DORITOS
You’re alone on a stale couch. You could be anyone, anywhere. You want something, but what? A nameless, triangular hunger beckons to you, as the ghost of cheese tiptoes to your taste buds. It’s that time of night again. You reach into a red aluminum metalized biaxially-oriented polypropylene bag and pinch a Nacho Cheese Dorito. It feels right. You’ve done this before.
You will do it again.
You like Doritos because their ratio of flavor to fillingness is higher than that of any food ever conceived. The Challenger Depths of the Marianas Trench may still be unexplored, but somewhere in a lab, humanity has found the summit of food science optimization. This pleases you.
Each chip, a shaved layer of shale, a synecdoche for some singular, alien rock of Dorito. And even that wouldn’t fill you up.
You bite through its glossy veneer. Yellow shrapnel bursts, lodging itself in the crevices between your teeth. Salt, sugar, garlic, fat, Romano cheese—the wondrous things of the world—gentrify your molars. Disodiums Inosinate and Guanylate decorate your gums with murals of umami, giving your mouth an air of hearty protein. You sense the concept of full, yet you are not full. Lactic and citric acids call in a favor from saliva. It gathers the red-orange pile of litter in front of your uvula and incinerates it in a flash of fire. Your tongue probes those crevices we talked about. Ahh, my, now what have we here? A crescendo of dopamine, neural napalm in flight, anticipating an explosive landing. It does not quite disappoint. You swallow an amber mess.

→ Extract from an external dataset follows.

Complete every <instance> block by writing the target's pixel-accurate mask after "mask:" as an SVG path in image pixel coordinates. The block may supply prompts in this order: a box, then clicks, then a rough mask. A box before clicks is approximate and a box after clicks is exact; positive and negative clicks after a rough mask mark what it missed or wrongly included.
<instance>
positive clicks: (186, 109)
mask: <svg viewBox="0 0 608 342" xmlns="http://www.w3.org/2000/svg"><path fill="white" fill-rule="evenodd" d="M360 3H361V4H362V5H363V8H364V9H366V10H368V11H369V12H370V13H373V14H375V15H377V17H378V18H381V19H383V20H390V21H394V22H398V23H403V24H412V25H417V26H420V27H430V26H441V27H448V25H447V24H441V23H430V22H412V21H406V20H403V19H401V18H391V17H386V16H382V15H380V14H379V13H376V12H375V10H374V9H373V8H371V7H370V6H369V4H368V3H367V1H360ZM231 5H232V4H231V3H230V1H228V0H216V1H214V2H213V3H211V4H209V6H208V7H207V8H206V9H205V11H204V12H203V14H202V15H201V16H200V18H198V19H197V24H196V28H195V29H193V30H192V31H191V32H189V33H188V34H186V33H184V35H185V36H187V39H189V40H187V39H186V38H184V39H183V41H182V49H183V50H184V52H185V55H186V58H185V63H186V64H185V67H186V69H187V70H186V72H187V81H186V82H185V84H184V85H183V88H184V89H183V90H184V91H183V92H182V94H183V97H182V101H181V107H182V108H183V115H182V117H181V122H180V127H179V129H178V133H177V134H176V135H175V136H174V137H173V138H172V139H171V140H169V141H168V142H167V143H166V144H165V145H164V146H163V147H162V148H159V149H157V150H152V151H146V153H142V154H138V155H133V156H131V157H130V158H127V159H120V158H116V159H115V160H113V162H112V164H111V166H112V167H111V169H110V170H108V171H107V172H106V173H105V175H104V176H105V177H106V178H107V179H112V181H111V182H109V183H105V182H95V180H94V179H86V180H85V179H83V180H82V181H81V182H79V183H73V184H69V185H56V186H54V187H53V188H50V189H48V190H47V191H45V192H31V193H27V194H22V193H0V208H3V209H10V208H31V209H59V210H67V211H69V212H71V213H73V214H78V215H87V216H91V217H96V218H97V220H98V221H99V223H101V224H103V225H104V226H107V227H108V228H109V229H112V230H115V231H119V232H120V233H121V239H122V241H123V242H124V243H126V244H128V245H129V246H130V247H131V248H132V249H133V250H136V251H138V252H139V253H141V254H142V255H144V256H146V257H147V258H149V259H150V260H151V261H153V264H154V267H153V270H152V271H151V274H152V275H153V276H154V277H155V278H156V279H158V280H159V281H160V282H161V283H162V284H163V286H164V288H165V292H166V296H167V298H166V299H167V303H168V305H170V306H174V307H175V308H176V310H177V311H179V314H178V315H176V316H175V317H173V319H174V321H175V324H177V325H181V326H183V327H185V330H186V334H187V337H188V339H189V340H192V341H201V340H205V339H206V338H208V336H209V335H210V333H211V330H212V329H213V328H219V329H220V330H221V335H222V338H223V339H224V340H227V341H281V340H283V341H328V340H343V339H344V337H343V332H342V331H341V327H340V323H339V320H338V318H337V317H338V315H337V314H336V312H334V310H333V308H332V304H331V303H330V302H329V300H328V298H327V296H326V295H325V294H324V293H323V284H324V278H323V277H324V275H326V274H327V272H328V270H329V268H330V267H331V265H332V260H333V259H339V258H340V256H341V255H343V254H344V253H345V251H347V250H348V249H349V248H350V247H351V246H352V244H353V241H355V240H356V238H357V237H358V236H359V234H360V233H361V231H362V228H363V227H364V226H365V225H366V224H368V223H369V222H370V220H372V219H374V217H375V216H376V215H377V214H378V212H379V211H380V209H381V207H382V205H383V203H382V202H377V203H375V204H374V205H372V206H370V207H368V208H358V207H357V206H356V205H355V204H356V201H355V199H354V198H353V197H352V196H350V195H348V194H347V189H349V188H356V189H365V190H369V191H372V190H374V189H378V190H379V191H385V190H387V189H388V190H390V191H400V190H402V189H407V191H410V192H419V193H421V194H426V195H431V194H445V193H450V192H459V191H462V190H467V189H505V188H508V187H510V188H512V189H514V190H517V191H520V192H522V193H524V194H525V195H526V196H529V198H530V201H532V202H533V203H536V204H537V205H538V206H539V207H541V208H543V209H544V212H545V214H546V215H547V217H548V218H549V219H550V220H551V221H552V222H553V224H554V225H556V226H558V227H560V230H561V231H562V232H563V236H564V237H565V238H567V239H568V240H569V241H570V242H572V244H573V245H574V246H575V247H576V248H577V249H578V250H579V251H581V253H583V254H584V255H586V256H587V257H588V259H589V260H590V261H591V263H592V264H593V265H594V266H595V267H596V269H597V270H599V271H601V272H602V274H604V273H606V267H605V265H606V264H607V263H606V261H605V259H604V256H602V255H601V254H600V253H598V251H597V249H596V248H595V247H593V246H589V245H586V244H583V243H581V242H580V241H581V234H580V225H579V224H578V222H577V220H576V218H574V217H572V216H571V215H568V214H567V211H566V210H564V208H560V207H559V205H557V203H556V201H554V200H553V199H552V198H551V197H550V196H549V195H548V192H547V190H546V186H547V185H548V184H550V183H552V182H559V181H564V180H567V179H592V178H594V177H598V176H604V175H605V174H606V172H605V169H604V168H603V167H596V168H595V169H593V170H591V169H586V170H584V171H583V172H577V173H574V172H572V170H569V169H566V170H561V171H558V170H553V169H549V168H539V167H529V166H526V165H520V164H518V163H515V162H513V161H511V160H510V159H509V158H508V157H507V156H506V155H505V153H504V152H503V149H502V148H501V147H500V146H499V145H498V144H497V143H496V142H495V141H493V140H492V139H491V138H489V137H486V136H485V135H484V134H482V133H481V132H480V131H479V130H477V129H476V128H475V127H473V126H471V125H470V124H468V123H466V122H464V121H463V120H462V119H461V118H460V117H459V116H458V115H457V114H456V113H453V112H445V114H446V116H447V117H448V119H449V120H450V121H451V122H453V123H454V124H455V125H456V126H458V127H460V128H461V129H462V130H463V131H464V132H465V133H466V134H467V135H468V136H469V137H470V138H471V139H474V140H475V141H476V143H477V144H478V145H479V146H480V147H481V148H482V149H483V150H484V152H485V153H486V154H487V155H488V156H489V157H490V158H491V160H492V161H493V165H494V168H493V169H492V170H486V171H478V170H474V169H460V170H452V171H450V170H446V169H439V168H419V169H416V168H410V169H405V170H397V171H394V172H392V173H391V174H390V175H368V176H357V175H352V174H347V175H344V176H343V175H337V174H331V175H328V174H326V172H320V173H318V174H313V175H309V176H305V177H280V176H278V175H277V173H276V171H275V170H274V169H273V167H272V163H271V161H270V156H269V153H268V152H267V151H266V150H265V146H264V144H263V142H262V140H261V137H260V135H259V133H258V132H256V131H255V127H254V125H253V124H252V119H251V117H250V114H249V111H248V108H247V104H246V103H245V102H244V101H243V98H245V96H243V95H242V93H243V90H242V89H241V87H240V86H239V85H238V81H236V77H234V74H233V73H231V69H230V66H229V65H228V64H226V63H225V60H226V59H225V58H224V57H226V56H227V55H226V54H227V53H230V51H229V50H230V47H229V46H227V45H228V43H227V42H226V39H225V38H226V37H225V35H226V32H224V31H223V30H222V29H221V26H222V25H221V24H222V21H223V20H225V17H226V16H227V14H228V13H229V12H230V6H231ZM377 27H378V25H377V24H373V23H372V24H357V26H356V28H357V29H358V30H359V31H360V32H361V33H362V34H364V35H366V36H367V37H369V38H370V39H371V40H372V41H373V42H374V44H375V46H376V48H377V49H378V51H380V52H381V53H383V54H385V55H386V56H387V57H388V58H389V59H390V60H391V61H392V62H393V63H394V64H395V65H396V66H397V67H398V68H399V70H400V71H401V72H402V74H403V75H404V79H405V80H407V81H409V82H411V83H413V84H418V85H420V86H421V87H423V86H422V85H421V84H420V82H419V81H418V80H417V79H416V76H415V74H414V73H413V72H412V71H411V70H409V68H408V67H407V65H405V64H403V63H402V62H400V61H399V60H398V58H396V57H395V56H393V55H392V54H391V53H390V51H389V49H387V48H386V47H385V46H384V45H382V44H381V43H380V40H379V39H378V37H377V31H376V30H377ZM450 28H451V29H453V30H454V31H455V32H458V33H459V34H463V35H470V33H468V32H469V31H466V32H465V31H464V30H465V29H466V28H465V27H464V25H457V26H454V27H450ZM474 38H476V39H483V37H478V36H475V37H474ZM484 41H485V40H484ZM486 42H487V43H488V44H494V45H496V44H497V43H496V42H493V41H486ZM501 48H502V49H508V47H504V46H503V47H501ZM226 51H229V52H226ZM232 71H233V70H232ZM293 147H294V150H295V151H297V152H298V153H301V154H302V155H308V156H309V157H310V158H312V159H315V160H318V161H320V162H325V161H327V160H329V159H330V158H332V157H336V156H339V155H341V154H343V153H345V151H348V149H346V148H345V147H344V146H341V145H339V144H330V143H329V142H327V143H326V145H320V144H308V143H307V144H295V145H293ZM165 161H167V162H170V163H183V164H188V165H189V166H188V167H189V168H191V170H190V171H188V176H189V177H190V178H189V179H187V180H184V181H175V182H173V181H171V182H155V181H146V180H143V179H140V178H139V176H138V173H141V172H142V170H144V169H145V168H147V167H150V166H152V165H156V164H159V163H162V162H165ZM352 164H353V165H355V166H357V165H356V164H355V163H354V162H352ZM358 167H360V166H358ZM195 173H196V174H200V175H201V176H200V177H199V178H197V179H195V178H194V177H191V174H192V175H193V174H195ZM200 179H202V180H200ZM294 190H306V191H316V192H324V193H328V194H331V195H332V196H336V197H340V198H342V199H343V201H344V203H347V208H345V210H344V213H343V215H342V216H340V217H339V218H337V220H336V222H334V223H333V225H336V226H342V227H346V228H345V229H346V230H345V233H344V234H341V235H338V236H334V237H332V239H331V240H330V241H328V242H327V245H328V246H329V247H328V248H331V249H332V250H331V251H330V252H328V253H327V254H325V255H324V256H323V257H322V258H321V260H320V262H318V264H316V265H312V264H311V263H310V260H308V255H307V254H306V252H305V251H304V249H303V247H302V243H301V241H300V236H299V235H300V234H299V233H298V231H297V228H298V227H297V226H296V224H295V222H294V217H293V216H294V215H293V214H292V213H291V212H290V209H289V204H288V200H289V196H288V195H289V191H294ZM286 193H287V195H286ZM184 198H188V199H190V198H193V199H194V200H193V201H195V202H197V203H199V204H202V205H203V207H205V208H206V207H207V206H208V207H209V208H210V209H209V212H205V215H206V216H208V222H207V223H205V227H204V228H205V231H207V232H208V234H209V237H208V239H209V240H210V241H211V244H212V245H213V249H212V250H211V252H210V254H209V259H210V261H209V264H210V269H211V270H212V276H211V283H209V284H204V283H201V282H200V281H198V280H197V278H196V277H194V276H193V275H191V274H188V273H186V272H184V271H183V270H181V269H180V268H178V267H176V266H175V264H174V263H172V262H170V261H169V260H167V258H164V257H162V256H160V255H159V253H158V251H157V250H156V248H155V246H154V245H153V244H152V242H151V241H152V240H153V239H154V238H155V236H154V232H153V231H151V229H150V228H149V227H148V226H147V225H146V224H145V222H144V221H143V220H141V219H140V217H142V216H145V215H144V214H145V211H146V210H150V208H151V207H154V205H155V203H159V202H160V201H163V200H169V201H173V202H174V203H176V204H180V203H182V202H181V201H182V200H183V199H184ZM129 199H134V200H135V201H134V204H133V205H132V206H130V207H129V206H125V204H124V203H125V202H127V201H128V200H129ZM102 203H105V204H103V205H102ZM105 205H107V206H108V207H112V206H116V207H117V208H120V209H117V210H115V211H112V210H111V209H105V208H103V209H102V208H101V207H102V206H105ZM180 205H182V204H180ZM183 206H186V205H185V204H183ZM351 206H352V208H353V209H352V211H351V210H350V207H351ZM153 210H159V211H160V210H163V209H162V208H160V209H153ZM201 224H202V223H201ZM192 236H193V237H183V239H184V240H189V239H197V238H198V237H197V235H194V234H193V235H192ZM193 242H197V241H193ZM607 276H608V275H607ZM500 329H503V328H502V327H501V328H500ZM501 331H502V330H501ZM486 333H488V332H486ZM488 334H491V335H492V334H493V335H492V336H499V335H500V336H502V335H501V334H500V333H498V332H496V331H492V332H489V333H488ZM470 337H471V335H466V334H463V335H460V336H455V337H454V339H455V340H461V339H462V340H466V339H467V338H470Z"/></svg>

Relief. A hard, jagged thing has become soft. Such a dynamic evolution of mouthfeel, engineered just for you. Your eyelids droop without losing their shape, like aluminum metalized biaxially-oriented polypropylene bags.
And did you get what you wanted? An answer to your craving? Melted Dorito mush drips down your esophagus, as present drips into past. Already, you cling to the future.
There is a moment here, a brief flicker of awareness, in which the whole scene is illuminated. The hum of the air conditioning unit, the orange stains on the couch, the creepy, fluorescent glow of the TV screen—only light in the house—the shadows of the fern in the window, the faint odor of cheddar, the rise and fall of your chest: this lonely, avoidant existence.
Then it’s gone, and you’re rushed once again into the future.
You lick the chipdust off your fingers.